# New Michigan Bee Keeper Here!



## ScadsOBees (Oct 2, 2003)

Hello from a not-too-far-distant beek!


----------



## BRescue (Jul 2, 2009)

Welcome aboard. I am relatively new to this site also and sort of getting the flavor of the community. What club are you associated with if any?
Richard


----------



## clintonbemrose (Oct 23, 2001)

welcome to the forum
Clint


----------



## DutchBee (Jul 14, 2009)

I have not joined a club yet. I got my first hive a couple weeks ago and am actively looking for a club as close to me as available. I look forward to getting as much knowledge as possible. I initially started researching Bee's because I wanted to better pollenate my mini orchard and pumpkin patch.

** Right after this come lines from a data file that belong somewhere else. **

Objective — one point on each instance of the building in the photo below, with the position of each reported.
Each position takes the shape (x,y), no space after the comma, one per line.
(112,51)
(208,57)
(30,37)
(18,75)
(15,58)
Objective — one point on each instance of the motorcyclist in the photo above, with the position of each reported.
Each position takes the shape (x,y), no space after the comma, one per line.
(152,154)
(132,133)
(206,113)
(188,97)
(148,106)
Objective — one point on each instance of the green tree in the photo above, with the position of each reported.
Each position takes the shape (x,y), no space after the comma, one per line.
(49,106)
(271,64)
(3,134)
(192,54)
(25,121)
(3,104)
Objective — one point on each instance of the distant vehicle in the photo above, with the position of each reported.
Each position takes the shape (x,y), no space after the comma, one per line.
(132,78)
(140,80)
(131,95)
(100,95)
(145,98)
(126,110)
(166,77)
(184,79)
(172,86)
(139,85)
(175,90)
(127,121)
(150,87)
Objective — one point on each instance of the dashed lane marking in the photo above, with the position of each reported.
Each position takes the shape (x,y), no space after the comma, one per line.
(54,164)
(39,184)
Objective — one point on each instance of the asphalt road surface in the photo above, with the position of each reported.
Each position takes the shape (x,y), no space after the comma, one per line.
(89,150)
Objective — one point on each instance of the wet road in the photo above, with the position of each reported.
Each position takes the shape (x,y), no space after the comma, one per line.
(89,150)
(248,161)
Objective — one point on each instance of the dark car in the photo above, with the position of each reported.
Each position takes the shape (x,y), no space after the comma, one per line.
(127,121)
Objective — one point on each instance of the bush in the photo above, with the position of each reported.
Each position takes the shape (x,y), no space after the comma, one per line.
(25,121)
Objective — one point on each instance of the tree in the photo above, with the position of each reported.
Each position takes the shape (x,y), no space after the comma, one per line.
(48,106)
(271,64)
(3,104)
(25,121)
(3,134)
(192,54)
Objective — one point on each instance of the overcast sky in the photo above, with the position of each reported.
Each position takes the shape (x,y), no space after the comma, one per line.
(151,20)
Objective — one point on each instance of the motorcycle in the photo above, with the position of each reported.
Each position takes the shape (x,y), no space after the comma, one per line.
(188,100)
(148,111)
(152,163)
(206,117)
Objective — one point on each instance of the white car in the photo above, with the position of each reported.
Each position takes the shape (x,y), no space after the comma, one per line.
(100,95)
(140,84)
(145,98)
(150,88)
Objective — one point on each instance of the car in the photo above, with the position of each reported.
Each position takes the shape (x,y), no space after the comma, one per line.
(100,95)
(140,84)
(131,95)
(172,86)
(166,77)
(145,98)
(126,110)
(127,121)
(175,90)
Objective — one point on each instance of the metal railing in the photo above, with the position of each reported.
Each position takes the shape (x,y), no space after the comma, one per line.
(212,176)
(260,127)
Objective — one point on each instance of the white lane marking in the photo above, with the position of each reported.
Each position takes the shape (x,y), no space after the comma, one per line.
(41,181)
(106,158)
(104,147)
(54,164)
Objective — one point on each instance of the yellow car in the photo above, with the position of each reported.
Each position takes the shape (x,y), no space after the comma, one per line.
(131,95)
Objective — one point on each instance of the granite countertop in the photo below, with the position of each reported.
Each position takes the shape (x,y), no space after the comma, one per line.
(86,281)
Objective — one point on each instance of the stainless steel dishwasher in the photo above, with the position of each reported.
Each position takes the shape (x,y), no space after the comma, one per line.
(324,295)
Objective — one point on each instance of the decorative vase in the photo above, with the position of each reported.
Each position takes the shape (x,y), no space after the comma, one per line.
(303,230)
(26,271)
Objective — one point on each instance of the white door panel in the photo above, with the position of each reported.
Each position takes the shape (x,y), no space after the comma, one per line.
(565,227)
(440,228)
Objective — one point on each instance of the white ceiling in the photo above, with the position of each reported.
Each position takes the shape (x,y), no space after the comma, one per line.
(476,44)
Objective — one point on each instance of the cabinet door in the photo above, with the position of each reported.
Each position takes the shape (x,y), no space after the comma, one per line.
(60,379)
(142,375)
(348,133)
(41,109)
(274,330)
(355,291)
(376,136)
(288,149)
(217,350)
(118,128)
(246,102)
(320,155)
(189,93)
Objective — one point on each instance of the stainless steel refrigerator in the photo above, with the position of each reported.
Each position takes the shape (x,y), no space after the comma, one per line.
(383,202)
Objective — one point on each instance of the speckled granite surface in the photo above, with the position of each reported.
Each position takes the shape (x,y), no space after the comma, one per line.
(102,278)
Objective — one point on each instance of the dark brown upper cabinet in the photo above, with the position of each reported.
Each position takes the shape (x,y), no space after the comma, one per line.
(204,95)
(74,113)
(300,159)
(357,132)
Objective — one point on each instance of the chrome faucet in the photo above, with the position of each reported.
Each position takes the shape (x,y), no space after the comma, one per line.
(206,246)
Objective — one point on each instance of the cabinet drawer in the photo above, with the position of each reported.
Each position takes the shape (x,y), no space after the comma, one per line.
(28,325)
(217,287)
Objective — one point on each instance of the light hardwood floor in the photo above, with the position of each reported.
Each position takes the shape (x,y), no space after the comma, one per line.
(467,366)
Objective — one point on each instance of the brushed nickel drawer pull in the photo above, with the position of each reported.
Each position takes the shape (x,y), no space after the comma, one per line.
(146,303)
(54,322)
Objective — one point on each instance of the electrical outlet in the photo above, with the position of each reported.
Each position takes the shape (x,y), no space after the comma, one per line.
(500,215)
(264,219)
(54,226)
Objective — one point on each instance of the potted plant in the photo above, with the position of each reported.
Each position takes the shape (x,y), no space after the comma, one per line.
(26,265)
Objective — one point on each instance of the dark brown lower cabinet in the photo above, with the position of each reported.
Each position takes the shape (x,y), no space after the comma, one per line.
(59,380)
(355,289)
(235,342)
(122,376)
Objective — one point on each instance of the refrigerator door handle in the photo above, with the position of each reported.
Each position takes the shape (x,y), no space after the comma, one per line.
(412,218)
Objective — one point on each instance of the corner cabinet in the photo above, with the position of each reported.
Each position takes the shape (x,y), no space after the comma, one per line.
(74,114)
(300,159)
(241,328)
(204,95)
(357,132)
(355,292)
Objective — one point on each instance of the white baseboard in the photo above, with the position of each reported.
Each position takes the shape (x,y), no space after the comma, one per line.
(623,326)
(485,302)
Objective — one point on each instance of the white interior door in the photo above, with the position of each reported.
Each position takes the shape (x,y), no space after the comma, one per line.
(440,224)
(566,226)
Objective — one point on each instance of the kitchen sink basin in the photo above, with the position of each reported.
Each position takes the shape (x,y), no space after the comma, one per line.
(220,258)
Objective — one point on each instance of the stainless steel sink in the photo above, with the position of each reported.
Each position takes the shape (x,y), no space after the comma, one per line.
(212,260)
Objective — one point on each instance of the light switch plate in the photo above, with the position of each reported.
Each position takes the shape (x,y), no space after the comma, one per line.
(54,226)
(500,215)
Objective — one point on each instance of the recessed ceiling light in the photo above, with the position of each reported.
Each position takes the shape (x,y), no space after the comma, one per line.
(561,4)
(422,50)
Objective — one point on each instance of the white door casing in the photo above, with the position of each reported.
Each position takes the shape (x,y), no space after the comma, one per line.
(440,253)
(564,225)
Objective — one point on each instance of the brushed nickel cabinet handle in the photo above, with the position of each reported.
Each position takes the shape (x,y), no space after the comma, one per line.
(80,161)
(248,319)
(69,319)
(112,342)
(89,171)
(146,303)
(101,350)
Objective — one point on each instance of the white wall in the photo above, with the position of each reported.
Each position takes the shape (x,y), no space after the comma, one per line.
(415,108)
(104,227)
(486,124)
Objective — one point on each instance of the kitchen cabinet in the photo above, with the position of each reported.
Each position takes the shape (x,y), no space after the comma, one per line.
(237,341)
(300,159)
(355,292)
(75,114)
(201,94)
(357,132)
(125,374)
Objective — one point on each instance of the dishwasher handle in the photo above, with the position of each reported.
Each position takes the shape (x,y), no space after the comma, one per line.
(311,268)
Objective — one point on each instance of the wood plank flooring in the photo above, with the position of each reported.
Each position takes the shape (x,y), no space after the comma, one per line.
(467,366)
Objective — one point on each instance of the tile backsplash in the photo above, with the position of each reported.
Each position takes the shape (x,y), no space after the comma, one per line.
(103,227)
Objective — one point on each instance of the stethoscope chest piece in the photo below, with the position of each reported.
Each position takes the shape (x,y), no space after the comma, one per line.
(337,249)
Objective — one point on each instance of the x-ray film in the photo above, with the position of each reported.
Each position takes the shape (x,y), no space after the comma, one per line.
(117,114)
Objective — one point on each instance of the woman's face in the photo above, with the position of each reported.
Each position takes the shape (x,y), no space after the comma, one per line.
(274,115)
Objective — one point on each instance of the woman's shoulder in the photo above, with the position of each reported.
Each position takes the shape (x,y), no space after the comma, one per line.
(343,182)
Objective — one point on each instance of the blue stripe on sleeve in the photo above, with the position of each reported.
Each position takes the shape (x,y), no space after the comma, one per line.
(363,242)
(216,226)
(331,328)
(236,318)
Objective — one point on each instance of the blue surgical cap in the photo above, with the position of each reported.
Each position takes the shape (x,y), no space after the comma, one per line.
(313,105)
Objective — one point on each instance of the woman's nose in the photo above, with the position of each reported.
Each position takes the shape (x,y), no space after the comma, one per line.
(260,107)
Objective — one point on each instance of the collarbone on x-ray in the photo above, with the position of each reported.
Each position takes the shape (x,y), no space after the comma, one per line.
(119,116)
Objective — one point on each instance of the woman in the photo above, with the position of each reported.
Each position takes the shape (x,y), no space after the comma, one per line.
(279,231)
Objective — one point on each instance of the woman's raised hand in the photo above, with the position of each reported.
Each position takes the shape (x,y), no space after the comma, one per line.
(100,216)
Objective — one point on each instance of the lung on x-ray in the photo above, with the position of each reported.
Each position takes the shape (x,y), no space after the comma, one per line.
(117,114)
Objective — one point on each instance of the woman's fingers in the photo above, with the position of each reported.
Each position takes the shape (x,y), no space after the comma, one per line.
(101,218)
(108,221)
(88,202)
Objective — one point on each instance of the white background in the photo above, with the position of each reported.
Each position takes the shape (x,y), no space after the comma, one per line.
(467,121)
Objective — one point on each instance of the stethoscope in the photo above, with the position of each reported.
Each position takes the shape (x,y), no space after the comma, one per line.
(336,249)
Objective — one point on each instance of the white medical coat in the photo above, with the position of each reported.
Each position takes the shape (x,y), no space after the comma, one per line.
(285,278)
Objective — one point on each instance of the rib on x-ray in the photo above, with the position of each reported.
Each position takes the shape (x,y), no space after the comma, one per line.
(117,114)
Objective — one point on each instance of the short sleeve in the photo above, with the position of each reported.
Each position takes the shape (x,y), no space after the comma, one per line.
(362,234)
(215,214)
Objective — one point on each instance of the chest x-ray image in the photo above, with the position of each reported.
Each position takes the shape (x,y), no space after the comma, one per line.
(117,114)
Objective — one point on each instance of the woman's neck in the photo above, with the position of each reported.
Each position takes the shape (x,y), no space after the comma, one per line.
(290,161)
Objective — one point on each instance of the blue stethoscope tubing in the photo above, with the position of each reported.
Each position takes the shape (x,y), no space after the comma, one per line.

My father was a Bee Keeper for a large Orchard when he was fresh out of the Navy in his twenties. Sure wish I had all his gear I used to play with down in the basement when I was younger. 

As soon as I figure out how to post pictures of my hive i will. I am used to posting pictures on forums that provide the hosting as well.


----------



## Sambee (Apr 29, 2008)

Nice to meet you! Just be carefull, the girls are addictive


----------



## pkwilbur (Mar 20, 2004)

Welcome to beekeeping and the forums.

I'm just down the road. Lowell, off grand river.


----------



## DutchBee (Jul 14, 2009)

Fantastic! I was hoping I would hear from some locals.


----------



## DutchBee (Jul 14, 2009)

Thought I would add a Photo of my hive hope it works and is the right size.


----------



## clintonbemrose (Oct 23, 2001)

I'm in Mason MI just South of Lansing. My wife is from the Grand Rapids area so we go there often.
Clint


----------



## dbest (Aug 9, 2005)

I'm not far off either. We're pretty spread out but our honey house is in Sunfield. 

Dennie Best 
Best Honey Farms
Sunfield MI, Boston GA
517-712-4920
[email protected]


----------



## indypartridge (Nov 18, 2004)

DutchBee said:


> I got my first hive a couple weeks ago and am actively looking for a club as close to me as available.


Here are some links listing some Michigan clubs...
http://www.michiganbees.org/whoswho.htm

http://www.michiganbeekeepers.com/main/index.php?option=com_content&view=article&id=27&Itemid=30


----------